Vudo OR Flixster? any UV support?


----------



## sbiller (May 10, 2002)

ilovedvrs said:


> Vudo OR Flixster? any UV support?


Not yet but the new platform should make them much easier to add.


----------



## tomhorsley (Jul 22, 2010)

But, but, but... Does this mean the main UI is still the obnoxious flash nonsense, or is the whole UI now html5 (so I can use it in any browser, not just on the TiVo directly)?


----------



## sbiller (May 10, 2002)

tomhorsley said:


> But, but, but... Does this mean the main UI is still the obnoxious flash nonsense, or is the whole UI now html5 (so I can use it in any browser, not just on the TiVo directly)?


I believe the UI is still leveraging Adobe Air / Flash for many elements... TiVo apperas to be exploring Haxe, NME, OpenFL as well...


----------



## dugbug (Dec 29, 2003)

more flash. and now html 5. I really hate that crap as user interface basis. Fine for quick web service ports, but I want native, blindingly fast and smooth apps, integrated into your GUI framework. INTEFREAKINGRATED. 

Even Denney admits html apps are not designed for speed (quoted by verge article). As a developer, i'd say well DUH. And the worst thing is no unification. I lived with this under the premier for years, and moved to an apple tv for all but my cable shows. I may get a roamio down the road and keep this pattern but I am convinced we are seeing their future plans in action: apps are separate and web based.


-d


----------



## mrsean (May 15, 2006)

Evangelize? That's the first time that I have ever seen that word in a job rec.


----------



## brentil (Sep 9, 2011)

There's nothing wrong with Flash/AIR as an interface. The issue has been the TiVo3 didn't have the power to run it and the TiVo4 just barely had the power to run it. The new CPUs in the TiVo5 have native hardware acceleration for Flash/AIR and other technologies. TiVo was not capable of utilizing the advanced technologies of AIR to make the interface everything it needed to be. Now they can.


----------



## Philmatic (Sep 17, 2003)

You guys with the Flash (And now HTML 5?) hate, unless you are a software developer who works for TiVo, your opinion on which framework is better doesn't matter. The only thing you should care about is that TiVo provides a consistent, fast and intuitive interface for its customers. I believe that the Roamio provides two of those three prongs and if they ever get around to finishing the damn HDUI, all three will be true.
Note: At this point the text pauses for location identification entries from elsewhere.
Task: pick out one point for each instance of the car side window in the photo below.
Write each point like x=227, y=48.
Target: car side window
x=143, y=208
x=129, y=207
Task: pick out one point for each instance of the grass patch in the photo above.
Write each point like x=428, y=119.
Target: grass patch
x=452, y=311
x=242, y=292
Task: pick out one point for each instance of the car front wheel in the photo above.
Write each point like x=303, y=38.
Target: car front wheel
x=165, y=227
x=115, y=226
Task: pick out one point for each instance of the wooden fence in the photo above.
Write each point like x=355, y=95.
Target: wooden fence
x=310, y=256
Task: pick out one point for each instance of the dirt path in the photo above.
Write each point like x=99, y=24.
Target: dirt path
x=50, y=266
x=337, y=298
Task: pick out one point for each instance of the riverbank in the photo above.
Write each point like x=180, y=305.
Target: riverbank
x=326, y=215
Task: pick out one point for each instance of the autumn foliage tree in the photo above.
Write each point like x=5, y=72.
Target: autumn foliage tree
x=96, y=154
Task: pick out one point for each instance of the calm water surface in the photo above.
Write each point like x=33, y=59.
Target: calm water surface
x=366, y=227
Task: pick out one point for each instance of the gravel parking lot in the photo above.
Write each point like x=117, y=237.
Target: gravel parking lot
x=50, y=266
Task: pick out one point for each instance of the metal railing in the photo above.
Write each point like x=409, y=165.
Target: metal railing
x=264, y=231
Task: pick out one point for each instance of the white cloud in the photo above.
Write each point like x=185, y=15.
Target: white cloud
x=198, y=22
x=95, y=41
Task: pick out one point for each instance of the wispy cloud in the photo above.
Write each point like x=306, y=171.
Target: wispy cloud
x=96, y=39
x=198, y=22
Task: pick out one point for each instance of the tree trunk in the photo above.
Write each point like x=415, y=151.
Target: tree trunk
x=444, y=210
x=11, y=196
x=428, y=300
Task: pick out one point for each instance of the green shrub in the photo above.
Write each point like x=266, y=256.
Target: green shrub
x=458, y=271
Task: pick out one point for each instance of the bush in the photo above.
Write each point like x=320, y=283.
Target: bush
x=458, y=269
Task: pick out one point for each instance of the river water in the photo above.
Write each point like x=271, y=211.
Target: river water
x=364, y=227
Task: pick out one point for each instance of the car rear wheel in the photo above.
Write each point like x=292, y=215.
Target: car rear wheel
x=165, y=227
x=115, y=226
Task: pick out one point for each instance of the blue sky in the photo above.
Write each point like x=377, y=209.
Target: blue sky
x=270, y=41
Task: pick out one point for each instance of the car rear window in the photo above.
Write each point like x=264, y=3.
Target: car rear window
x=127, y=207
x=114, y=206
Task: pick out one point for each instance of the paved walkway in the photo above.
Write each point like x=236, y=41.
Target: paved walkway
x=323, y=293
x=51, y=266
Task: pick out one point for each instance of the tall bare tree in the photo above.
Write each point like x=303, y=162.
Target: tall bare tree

HTML 5 and Flash before it aren't designed for speed, they are designed for rapid development and in the case of HTML 5, automatic updates without having to push a software update down the pipe (And involving TiVo). Netflix and YouTube will now self update and we get the same updates that the PS3, Roku and other HTML 5 boxes get. Typically when they get them.


----------



## Brainiac 5 (Aug 25, 2003)

Philmatic said:


> ... and if they ever get around to finishing the damn HDUI, all three will be true.
> 
> HTML 5 and Flash before it aren't designed for speed, they are designed for rapid development...


If we can judge by the speed with which the HD UI is being developed, then Flash hasn't worked out in the rapid development department.


----------



## rainwater (Sep 21, 2004)

dugbug said:


> more flash. and now html 5. I really hate that crap as user interface basis. Fine for quick web service ports, but I want native, blindingly fast and smooth apps, integrated into your GUI framework. INTEFREAKINGRATED.


No one is going to write native apps for a TiVo platform that doesn't use web standards. This is why TiVo moved to HTML5. Getting developers to write for the old platform was way too difficult. Almost all major web services use HTML5 for their apps across platforms now (Netflix, Hulu, etc). So now these companies don't have to spend a lot of resources to work with TiVo on releasing an app for the platform. It is a win for the consumer.


----------



## Dan203 (Apr 17, 2000)

This is likely why they added DIAL as well. In the past the apps had to be specifically written for TiVo so that the ability to launch programs from TiVo Search would work. Now TiVo can simply tap into the DIAL protocol to launch the apps and start playing the proper show. Makes integration of new apps a LOT easier for everyone involved.


----------